Share your extension

Now that you've uploaded your extension, it's in the Marketplace, but no one can see it. Share it with your account so that you can install and test it.

  1. Right click your extension and select Share..., and enter your account information. You can share it with other accounts that you want to have access to your extension, too.
IMPORTANT

Publishers must be verified in order to share extensions publicly, to learn more visit Package/Publish/Install

Now that your extension is in the marketplace and shared, anyone who wants to use it will have to install it.
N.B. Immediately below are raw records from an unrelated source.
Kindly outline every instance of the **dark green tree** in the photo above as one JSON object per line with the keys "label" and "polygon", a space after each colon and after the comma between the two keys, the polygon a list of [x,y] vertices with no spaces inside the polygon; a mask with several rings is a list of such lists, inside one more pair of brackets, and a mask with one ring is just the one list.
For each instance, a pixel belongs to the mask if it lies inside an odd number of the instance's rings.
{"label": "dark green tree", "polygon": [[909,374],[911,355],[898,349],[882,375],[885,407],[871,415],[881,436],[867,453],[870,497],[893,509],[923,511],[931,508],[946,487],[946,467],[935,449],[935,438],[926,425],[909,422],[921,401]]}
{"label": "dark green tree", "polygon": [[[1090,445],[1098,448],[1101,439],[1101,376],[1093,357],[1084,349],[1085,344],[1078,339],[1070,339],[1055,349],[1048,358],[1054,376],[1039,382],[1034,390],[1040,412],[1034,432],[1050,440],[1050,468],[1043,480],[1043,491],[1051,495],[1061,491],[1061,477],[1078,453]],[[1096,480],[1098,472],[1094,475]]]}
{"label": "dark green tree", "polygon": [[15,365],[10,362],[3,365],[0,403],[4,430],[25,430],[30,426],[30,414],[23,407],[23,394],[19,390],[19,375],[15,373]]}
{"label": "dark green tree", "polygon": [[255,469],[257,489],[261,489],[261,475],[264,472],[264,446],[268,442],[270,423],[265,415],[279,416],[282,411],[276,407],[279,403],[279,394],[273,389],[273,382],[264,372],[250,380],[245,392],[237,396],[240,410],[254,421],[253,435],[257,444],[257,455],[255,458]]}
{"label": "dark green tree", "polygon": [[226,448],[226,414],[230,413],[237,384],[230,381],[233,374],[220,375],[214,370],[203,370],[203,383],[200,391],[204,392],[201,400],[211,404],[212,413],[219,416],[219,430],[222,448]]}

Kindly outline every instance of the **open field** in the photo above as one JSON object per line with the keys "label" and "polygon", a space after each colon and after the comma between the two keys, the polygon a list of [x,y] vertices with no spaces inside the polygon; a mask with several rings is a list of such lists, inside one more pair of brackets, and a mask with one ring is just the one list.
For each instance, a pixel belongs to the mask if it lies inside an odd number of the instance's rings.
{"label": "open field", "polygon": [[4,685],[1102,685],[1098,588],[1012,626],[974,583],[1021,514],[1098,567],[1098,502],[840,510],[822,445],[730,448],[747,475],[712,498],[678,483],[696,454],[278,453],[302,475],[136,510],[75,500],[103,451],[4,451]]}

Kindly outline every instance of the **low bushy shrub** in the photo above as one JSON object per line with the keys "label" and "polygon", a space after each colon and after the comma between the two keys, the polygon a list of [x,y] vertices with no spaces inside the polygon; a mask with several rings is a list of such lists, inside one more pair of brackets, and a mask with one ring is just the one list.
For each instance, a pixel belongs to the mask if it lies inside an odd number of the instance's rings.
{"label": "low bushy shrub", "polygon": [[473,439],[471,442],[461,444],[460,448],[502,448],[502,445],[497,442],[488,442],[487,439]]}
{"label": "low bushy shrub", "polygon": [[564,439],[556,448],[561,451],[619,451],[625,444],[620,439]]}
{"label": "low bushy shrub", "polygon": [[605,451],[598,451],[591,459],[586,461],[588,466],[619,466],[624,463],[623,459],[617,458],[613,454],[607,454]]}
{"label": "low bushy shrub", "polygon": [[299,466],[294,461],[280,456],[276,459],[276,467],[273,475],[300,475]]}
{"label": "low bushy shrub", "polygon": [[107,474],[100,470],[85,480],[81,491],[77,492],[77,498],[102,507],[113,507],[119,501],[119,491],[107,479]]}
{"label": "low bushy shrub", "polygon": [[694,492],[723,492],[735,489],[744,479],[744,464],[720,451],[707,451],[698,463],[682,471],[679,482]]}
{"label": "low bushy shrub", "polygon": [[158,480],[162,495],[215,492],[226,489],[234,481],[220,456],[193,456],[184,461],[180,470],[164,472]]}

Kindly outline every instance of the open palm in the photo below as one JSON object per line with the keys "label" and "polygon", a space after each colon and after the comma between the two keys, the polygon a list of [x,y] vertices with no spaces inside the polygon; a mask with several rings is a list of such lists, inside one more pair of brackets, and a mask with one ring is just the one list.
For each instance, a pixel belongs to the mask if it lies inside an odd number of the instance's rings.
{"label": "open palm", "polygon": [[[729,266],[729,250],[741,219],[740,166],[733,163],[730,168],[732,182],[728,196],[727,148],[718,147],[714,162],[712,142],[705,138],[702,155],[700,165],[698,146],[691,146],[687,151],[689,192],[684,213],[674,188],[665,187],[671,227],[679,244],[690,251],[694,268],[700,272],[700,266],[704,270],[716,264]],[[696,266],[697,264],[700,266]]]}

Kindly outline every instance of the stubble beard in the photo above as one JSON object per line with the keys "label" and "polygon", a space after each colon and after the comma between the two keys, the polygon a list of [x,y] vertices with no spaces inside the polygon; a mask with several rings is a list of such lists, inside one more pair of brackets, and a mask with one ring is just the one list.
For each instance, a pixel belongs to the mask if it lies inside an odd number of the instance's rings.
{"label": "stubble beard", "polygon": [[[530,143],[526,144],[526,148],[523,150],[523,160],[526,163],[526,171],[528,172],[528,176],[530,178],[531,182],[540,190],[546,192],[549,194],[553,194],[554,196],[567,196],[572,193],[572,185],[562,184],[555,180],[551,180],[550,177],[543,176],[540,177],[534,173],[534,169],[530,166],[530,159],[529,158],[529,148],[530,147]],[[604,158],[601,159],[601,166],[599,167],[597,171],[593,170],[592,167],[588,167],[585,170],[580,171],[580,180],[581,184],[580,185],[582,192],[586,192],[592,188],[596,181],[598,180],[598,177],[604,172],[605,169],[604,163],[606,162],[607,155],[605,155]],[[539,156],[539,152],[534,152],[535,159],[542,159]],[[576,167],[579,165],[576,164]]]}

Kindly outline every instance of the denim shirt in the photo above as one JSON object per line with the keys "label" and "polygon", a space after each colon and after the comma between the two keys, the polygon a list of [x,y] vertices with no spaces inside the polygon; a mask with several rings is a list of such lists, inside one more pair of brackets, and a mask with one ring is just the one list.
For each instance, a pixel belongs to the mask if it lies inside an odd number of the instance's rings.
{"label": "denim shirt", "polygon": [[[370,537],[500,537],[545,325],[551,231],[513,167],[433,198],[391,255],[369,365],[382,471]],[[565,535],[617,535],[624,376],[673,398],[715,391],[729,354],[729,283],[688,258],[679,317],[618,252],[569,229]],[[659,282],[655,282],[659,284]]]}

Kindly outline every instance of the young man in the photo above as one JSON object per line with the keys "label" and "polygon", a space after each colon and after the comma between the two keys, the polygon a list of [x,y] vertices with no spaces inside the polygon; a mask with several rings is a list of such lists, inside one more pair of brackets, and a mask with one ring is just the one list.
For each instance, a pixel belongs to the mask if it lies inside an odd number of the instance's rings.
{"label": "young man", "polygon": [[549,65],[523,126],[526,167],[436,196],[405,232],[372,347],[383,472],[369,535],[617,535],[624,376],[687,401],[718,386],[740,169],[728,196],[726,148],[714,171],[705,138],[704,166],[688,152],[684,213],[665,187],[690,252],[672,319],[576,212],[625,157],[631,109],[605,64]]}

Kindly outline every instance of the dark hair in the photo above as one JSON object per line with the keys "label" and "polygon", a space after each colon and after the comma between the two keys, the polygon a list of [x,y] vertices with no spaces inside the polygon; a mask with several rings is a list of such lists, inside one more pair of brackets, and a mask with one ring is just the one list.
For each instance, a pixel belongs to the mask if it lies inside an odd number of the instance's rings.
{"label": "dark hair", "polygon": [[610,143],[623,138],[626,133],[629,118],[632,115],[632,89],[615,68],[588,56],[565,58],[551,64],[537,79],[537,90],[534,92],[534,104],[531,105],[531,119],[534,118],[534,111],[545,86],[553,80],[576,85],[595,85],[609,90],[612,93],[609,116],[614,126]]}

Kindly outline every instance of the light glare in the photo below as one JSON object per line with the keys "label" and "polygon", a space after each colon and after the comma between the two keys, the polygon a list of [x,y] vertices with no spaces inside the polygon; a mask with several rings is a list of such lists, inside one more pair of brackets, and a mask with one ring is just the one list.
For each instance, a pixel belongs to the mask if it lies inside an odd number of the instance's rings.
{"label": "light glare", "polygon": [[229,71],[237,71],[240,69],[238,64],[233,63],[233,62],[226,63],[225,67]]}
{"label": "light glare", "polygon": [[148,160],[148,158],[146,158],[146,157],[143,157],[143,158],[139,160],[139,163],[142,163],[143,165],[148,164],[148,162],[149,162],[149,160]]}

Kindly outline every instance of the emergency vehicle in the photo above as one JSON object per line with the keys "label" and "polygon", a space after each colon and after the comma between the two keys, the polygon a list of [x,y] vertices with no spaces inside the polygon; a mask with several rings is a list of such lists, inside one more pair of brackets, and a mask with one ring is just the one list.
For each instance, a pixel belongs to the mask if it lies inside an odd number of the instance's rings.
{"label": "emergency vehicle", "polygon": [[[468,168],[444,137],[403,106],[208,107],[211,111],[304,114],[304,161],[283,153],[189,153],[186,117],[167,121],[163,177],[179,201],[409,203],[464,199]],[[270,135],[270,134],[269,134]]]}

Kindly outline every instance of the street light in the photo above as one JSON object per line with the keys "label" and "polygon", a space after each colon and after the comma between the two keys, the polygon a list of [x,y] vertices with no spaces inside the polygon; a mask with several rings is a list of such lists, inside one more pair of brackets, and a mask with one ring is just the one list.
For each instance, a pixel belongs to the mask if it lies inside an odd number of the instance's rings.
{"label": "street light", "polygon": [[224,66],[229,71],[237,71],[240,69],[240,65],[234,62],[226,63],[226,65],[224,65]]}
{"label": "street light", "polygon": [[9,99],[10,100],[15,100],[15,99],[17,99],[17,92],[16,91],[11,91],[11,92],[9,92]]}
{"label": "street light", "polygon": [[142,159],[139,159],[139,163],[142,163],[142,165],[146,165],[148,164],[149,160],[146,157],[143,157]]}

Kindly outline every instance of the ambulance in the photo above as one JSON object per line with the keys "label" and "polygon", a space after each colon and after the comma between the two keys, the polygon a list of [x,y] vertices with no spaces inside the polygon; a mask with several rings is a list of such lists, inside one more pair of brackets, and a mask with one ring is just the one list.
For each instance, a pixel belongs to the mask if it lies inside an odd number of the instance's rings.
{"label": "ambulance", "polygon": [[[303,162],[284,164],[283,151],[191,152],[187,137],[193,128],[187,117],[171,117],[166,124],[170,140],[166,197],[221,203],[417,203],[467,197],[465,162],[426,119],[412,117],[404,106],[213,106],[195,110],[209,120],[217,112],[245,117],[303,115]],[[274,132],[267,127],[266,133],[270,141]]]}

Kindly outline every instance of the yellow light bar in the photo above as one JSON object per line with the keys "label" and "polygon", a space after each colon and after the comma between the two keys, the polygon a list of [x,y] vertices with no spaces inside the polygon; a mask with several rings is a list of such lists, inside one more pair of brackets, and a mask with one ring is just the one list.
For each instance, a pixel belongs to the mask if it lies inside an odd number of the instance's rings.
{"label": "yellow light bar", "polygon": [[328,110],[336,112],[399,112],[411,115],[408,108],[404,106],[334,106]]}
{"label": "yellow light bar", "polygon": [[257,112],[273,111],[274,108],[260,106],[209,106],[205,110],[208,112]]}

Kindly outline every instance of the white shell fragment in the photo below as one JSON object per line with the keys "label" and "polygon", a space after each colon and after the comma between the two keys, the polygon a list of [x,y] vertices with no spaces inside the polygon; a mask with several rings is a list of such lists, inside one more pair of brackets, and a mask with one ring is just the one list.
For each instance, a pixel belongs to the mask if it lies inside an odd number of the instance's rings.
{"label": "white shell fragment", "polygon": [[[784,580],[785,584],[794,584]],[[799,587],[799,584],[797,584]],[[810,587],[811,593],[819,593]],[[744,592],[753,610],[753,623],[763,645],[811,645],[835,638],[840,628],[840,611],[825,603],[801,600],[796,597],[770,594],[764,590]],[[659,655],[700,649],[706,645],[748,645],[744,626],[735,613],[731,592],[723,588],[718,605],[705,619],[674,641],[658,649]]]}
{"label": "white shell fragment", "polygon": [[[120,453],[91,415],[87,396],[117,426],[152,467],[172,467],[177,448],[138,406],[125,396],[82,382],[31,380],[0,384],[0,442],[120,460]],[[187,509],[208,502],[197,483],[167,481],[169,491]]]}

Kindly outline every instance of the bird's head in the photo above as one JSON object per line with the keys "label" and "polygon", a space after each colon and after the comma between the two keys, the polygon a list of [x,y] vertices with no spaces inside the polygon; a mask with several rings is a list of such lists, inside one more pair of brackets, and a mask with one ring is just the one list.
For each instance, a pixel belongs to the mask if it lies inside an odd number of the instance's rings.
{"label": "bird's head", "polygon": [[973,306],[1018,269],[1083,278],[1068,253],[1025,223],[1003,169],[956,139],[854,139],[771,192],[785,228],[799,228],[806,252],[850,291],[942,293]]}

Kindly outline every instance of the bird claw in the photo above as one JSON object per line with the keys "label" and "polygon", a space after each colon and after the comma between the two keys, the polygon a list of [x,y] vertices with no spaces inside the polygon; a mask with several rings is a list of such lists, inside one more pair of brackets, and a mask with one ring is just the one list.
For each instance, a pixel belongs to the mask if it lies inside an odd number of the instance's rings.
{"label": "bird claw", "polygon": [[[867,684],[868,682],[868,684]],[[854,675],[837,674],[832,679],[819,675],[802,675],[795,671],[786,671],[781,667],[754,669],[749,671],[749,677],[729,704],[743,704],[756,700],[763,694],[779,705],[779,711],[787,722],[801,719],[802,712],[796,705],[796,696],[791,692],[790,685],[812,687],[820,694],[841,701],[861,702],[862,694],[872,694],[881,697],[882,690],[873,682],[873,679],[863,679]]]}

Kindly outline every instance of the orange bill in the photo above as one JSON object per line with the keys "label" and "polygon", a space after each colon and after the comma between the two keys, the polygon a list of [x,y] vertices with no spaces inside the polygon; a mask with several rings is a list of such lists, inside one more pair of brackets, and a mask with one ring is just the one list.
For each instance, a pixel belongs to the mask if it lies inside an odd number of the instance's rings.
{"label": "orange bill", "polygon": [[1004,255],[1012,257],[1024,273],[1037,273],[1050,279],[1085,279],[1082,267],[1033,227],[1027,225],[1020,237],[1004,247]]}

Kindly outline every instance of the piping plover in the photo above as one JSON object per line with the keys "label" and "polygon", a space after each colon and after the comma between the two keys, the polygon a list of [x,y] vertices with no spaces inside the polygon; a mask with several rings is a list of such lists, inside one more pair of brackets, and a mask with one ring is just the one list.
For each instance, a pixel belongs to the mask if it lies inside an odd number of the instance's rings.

Optional: Install and test your extension

Installing an extension that is shared with you is simple and can be done in a few steps:

  1. From your account control panel (https://{account}.visualstudio.com/_admin), go to the project collection administraton page.
  2. In the Extensions tab, find your extension in the "Extensions Shared With Me" group, click on the extension link.
  3. Install the extension!

If you can't see the Extensions tab, make sure you're in the control panel (the project collection level administration page - https://{account}.visualstudio.com/_admin) and not the administration page for a team project.

If you're on the control panel, and you don't see the Extensions tab, extensions may not be enabled for your account. You can get early access to the extensions feature by joining the Visual Studio Partner Program.